Evaluate a model

Backtest results provide you with a summary of model performance in a specified timeframe. They are generated by predicting on all customers within a backtest period and evaluating model performance against available risk events.

Backtest results can be used to measure model performance on a separate time range from that used in training, or also over time to check for performance degradation.

How to backtest

To create a BacktestResult resource, see Create and manage backtest results.

In particular, you need to select the following:

  • The data to use for backtesting:

    Specify a dataset and an end time within the date range of the dataset.

    Training uses labels and features based on complete calendar months up to, but not including, the month of the selected end time. For more information, see Dataset time ranges.

    Specify how many months of labeled data to use for backtesting (that is, the number of backtest periods).

  • A model created using a consistent dataset:

    See Create a model.

Backtest periods

The backtestPeriods field specifies how many consecutive calendar months to use features and labels from in the performance evaluation of this model.

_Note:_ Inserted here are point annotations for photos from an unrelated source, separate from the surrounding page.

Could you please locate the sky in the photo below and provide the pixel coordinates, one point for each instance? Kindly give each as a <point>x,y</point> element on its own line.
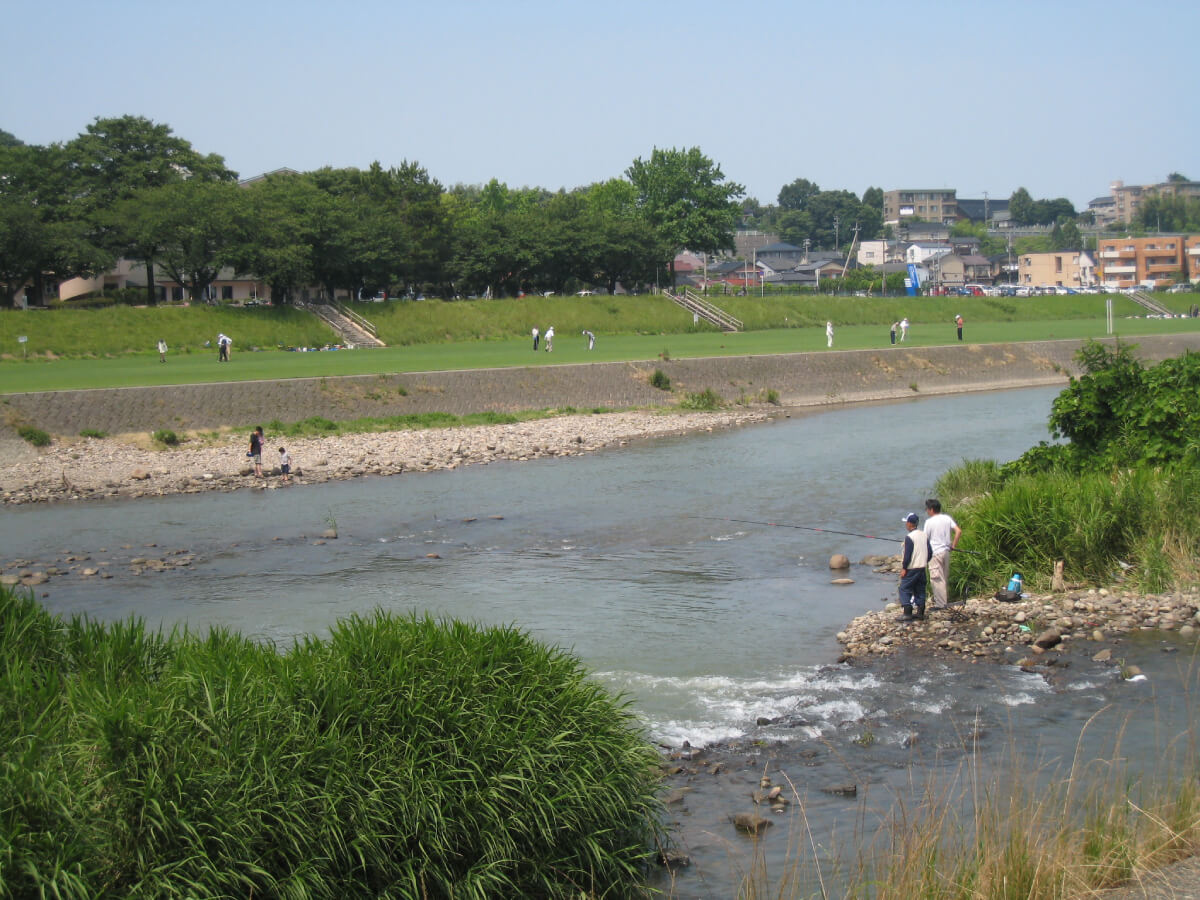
<point>987,96</point>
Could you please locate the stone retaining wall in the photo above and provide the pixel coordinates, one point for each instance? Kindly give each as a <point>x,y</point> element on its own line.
<point>799,379</point>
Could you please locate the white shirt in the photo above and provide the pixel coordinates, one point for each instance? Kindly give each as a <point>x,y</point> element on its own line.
<point>940,529</point>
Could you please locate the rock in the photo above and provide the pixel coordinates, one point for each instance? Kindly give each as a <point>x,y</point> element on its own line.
<point>751,822</point>
<point>1048,639</point>
<point>841,790</point>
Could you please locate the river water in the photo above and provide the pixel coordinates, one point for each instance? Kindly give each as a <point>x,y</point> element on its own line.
<point>631,559</point>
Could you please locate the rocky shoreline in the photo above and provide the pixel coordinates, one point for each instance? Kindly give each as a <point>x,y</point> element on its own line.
<point>1030,633</point>
<point>111,468</point>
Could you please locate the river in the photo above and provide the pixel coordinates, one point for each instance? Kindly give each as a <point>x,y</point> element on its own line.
<point>631,559</point>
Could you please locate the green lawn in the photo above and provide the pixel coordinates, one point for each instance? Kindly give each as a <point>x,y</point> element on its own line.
<point>569,348</point>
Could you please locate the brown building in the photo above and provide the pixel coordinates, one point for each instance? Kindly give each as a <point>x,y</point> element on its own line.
<point>928,204</point>
<point>1066,269</point>
<point>1141,262</point>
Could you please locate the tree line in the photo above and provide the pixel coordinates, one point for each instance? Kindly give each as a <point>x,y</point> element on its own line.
<point>129,187</point>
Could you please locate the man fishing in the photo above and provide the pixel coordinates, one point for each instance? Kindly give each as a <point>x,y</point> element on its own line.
<point>943,535</point>
<point>913,559</point>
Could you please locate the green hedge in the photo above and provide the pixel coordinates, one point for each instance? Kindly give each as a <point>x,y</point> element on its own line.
<point>401,756</point>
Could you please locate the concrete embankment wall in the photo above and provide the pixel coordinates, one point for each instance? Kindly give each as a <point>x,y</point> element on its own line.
<point>801,379</point>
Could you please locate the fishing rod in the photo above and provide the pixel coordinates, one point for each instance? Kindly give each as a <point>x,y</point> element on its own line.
<point>814,528</point>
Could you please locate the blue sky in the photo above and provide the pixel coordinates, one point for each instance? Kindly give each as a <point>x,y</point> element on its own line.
<point>1059,97</point>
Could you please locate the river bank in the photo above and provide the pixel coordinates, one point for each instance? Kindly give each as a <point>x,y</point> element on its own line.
<point>129,466</point>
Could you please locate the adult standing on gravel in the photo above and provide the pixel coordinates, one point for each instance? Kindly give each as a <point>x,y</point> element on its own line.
<point>913,559</point>
<point>943,535</point>
<point>256,449</point>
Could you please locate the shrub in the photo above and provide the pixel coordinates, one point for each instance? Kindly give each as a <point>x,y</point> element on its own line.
<point>34,436</point>
<point>400,755</point>
<point>707,399</point>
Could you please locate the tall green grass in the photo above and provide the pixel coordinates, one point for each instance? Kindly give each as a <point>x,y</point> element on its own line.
<point>1139,526</point>
<point>399,757</point>
<point>119,330</point>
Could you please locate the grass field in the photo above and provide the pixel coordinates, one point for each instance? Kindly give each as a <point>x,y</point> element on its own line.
<point>787,325</point>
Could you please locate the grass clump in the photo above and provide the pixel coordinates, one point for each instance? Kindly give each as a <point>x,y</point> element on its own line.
<point>705,400</point>
<point>34,436</point>
<point>400,756</point>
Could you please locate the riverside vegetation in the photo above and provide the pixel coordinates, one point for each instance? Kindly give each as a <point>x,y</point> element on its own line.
<point>1116,503</point>
<point>400,756</point>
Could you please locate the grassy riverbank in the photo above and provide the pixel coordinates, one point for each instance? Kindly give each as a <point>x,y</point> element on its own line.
<point>115,347</point>
<point>400,756</point>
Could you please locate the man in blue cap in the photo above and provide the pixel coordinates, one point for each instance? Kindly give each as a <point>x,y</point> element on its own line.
<point>912,570</point>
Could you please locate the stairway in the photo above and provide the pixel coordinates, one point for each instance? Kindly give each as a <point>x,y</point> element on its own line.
<point>697,305</point>
<point>1143,299</point>
<point>354,330</point>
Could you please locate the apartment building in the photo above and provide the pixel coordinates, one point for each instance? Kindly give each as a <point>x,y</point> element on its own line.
<point>1141,262</point>
<point>1127,199</point>
<point>929,204</point>
<point>1192,255</point>
<point>1066,269</point>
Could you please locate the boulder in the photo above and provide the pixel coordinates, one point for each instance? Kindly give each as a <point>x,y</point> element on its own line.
<point>751,822</point>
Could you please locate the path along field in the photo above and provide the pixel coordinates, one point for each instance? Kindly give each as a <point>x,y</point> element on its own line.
<point>202,367</point>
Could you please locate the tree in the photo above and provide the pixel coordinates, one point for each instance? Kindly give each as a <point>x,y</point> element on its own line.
<point>685,198</point>
<point>627,249</point>
<point>119,157</point>
<point>201,226</point>
<point>796,196</point>
<point>42,232</point>
<point>1020,207</point>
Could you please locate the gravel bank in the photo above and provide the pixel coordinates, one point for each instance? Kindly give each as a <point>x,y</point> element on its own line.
<point>88,468</point>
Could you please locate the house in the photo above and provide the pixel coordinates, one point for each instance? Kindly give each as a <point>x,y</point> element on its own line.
<point>927,251</point>
<point>927,204</point>
<point>1063,269</point>
<point>964,269</point>
<point>880,252</point>
<point>780,255</point>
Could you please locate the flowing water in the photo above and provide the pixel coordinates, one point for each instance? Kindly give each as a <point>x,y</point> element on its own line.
<point>633,559</point>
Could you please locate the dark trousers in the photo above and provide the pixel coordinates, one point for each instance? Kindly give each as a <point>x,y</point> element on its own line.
<point>912,589</point>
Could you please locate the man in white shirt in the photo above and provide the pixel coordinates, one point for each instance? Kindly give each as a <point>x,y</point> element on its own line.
<point>943,535</point>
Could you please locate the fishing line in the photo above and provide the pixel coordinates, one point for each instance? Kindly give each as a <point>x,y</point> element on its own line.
<point>814,528</point>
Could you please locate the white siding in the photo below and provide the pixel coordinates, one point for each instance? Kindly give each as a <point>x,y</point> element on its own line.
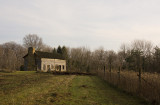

The following apply to backtest data:

  • The months used in evaluation are the most recent complete calendar months prior to the specified endTime. For example, if endTime is 2023-04-15T23:21:00Z and backtestPeriods is 5, then the labels from the following months are used: 2023-03, 2023-02, 2023-01, 2022-12, and 2022-11.
  • You should use the most recent available data for backtesting when evaluating a model in preparation for production use.
  • Backtest periods must be set to 3 or greater. Two months of the backtest period are reserved to account for repeat alerts, and the remaining months are used to generate positive labels for performance evaluation.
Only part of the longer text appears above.